Jetzt neuerdings reden sie immer davon, daß ich sie mal pflegen werde, wenn sie noch älter geworden sind - man hat mich nicht gefragt, ob ich das machen will, sondern schon vorherbestimmt, das es so sein wird! Mir schnürt das alles die Luft ab, ich würde am liebsten einfach verschwinden und nicht mehr leben.
Ich habe schon öfter versucht mit ihnen darüber zu reden, sowohl mit beiden einzeln und zusammen, was mich viel Überwindung gekostet hat. Genützt hat es nichts., es wird einfach alles abgestritten, manchmal frage ich mich schon, ob ich einfach verrückt bin und mir wirklich alles einbilde . Sie sagen dann, was willst du denn, du hast doch alles was man sich wünschen kann, wir meinen es doch nur gut! Aber auf die Idee, daß für mich was anderes gut sein könnte als sie denken kommen sie nicht und wollen das auch nicht hören.
Ist das eigentlich schon emotionale Erpressung was sie machen?

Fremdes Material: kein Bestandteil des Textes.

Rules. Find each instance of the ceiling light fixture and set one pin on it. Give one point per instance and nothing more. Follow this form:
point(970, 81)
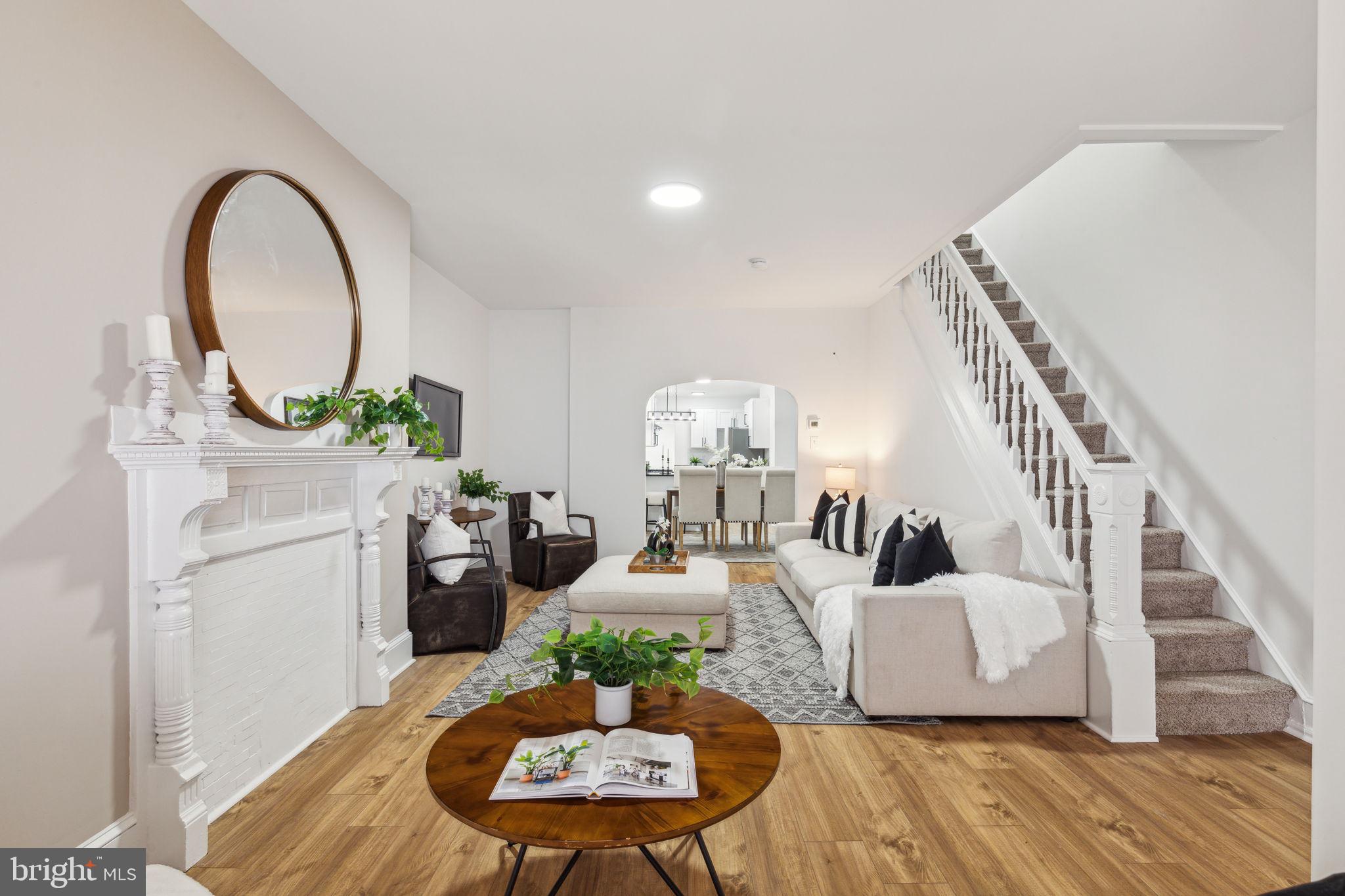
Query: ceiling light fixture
point(676, 195)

Oder bin ich einfach zu schwach und selber schuld?
Kann man das Rebellieren noch nachholen, auch wenn man schon zehn Jahre zu alt ist? Und wenn ja, wie?
Ich habe absolut keine Idee mehr, wie ich mich und mein Leben gegen die Pläne und Vorstellungen und die Kontrolle meiner Eltern verteidigen soll, alle bisherigen Versuche sind wie gesagt daran gescheitert, daß ich des schrecklichen Familienkrach, der schon bei der leisesten Andeutung losbricht, nicht aushalten kann. Geschwister, mit denen ich mich verbünden könnte habe ich nicht und meine Freunde sagen auch, ich übertreibe (denn ihren gegenüber sind meine eltern zuckersüß)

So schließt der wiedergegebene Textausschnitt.